Of the data sets which have a download URL, they are distributed about the following top level domains.
.gov.uk – 2009 data sets
.nhs.uk – 412 data sets
.co.uk – 114 data sets
.org.uk – 79 data sets
.org – 78 data sets
.mod.uk – 34 data sets
.net – 25 data sets
.ac.uk – 14 data sets
.com – 9 data sets
.police.uk – 5 data sets
other (IP, not full qualified domain) – 21 data sets
Total – 2801 domains
Top ten sites the data sets are from
Here are the top domains that download links on data.gov.uk go to. I removed any www from them before analysis, to make sure URLs with and without www were counted together.
257 statistics.gov.uk
245 neighbourhood.statistics.gov.uk
231 hesonline.nhs.uk
176 fti.communities.gov.uk
173 communities.gov.uk
150 wales.gov.uk
125 dcsf.gov.uk
110 scotland.gov.uk
106 nomisweb.co.uk
95 hmrc.gov.uk
First thing to notice is that even including its neighbourhood section, statistics.gov.uk still only counts for about 18% of the total number of data sets. So there is lots else to find in there!
The full table is available here as a file: domain-counts.txt. There are 114 different domains.
What license do the data sets have?
Update:in fact data.gov.uk has its own set of terms and conditions which cover all the datasets on the site. These terms are OKD-compliant as they allow anyone to freely use, reuse and redistribute the data. It would be nice for the license field to reflect this though.
Most are marked as being in a straightforward “crown copyright” section.

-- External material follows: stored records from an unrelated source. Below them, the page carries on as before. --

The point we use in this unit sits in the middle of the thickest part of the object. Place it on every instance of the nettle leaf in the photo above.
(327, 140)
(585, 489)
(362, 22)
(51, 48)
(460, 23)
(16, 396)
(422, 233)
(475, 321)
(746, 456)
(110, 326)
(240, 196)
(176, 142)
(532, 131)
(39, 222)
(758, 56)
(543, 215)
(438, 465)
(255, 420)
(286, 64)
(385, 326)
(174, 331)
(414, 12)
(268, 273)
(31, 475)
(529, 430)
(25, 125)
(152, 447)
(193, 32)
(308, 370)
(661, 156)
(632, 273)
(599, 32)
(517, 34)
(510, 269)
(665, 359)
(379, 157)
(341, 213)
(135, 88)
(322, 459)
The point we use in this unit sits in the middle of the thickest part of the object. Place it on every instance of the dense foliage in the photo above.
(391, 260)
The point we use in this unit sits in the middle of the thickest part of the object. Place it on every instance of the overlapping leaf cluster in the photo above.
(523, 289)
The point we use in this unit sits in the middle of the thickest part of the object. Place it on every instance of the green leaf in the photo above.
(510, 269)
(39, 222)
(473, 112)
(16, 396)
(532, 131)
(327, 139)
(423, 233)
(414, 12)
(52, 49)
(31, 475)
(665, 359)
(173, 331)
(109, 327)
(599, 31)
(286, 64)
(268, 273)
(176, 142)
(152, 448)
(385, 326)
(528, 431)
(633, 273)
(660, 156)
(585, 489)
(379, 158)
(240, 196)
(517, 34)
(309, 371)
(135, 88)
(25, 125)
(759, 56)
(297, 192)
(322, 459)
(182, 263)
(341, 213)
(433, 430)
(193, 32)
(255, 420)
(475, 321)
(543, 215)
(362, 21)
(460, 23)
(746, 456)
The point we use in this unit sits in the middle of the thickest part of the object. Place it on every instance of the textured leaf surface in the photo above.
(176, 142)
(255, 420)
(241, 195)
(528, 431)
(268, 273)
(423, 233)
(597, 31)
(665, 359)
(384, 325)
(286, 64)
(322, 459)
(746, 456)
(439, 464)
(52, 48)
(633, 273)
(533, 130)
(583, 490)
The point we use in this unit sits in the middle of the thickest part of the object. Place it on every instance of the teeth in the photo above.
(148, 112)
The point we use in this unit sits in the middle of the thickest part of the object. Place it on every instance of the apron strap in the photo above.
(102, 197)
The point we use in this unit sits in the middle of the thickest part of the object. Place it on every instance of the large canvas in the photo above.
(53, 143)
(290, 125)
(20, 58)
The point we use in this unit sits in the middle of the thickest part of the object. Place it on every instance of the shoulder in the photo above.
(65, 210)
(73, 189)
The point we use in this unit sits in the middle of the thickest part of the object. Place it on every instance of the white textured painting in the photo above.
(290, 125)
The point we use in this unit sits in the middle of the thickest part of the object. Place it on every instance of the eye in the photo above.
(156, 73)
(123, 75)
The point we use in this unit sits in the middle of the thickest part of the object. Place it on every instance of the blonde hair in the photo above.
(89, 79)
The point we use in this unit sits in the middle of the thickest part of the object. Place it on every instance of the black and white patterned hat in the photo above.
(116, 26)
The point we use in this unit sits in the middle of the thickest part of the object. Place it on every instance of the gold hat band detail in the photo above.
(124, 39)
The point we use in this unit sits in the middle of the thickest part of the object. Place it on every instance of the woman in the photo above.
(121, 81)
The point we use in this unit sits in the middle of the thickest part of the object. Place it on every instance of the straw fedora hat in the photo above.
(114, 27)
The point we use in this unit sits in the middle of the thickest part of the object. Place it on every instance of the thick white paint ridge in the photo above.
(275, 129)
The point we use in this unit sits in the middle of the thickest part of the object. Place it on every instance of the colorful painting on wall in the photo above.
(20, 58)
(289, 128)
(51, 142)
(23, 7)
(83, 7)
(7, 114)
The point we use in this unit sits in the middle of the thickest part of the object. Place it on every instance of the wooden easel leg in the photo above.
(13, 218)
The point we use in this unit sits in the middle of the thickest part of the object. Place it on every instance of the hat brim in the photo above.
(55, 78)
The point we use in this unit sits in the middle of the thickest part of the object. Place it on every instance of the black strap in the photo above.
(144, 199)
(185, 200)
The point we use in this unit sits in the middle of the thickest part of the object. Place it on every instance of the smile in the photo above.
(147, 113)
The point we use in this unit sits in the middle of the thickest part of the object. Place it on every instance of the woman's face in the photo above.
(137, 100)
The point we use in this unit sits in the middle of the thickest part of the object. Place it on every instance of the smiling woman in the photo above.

I’d like to see some work on the licensing, to use more standard licenses, or new OKD compliant license, where possible.
Non-OKD Compliant::Crown Copyright – 2871 data sets
OKD Compliant::UK Click Use PSI – 8 data sets
And a question for you
What interesting data sets have you spotted while browsing about data.gov.uk? Has anything sparked an idea for an application? Have you used any of the new data sets?
Please post in the comments!
CEO of ScraperWiki. Made several of the world's first civic websites, such as TheyWorkForYou and WhatDoTheyKnow.
Francis, really nice summary and glad you found the data dumps useful :)
One important “correction”: all the datasets/packages on data.gov.uk are licensed in an OKD-compliant manner thanks to the data.gov.uk terms and conditions which apply to all the datasets on data.gov.uk.
You are quite right though that this should be reflected in the license field of each dataset. The current value of the license field is a legacy of the pre-public launch phase I believe and is one of those minor bugs that slips through the release process!
Thanks for the analysis of the released datasets. Notice though that the data.gov.uk terms and conditions is a Crown Copyright waiver (what’s that? Ed.) and not a proper licence with definitions of terms, and clarity on liability, derivation, applicable law and termination. At the moment these T&C’s are widely interpretable and also revocable, and so it is urgent that we get a CC-compliant licence out ASAP.
Never look a gift horse in the mouth: it is good that this data is out there. But some one should have seen the licence question coming, especially given the Open StreetMap debates on the OpenDatabase licence. For now I wouldn’t want to commercialise on the basis of these T&C’s as it is just not secure enough legally.
I’m curious about what metadata do the datasets have? Is it some sort of standard?